Pride and care of family is first and foremost, followed by that of community. Traditions dating back hundreds of years take place on a day-to-day basis without a conscious effort. It's just the way people do things here. Newcomers who stay long enough to become locals also soon come to know who's related to whom. Most of it has to do with being polite, following protocols when making requests and in conversation and honoring old customs.

Being Hispano in Taos might mean you live in town, but your roots might be in Canon, El Prado, Ranchos de Taos, Arroyo Seco, Arroyo Hondo, Talpa, Llano Quemado or La Loma. You might be related through marriage or blood kin to people in several of these villages. Perhaps your mom or dad or grandparent is compadre or comadre to a couple at Taos Pueblo.

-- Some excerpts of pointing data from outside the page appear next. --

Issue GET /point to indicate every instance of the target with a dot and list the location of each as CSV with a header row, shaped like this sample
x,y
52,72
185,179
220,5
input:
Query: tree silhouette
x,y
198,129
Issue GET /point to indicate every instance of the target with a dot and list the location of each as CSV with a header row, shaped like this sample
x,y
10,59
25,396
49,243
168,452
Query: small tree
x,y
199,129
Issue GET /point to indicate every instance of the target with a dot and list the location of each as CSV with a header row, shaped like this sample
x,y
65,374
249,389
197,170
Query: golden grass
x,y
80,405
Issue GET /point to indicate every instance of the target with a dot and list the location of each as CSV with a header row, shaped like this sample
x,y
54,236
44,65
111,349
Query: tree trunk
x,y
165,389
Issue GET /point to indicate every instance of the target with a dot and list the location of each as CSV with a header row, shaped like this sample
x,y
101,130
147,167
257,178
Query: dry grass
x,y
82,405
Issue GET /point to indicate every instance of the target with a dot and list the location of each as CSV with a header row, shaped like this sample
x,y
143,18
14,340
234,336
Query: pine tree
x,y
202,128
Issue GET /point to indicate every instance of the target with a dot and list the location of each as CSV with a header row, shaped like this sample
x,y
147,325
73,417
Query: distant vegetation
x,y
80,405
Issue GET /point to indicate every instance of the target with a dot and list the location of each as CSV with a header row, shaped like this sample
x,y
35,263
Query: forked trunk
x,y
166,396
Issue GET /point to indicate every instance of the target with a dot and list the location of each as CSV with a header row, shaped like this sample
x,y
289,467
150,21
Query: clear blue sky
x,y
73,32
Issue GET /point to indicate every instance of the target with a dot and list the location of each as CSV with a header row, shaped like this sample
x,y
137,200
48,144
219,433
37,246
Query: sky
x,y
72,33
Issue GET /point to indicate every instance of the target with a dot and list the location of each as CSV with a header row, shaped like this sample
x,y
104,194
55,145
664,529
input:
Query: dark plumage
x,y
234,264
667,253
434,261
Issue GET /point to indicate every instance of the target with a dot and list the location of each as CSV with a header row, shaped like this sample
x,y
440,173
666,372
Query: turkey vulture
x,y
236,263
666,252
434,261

And you might have come here from across the mountains or down river from Colfax, San Miguel or Rio Arriba counties because you had relatives here. You might have met a love, married and stayed, becoming a new member of another old family. Many newcomers have become Taosenos by marriage.

Traditions of protecting community water rights might involve gathering with friends and relatives to clean and repair irrigation ditches. An invitation to a wedding or a baptism is a chance to renew friendships, ties of kinship, recognize and respect elders and celebrate life hallmarks.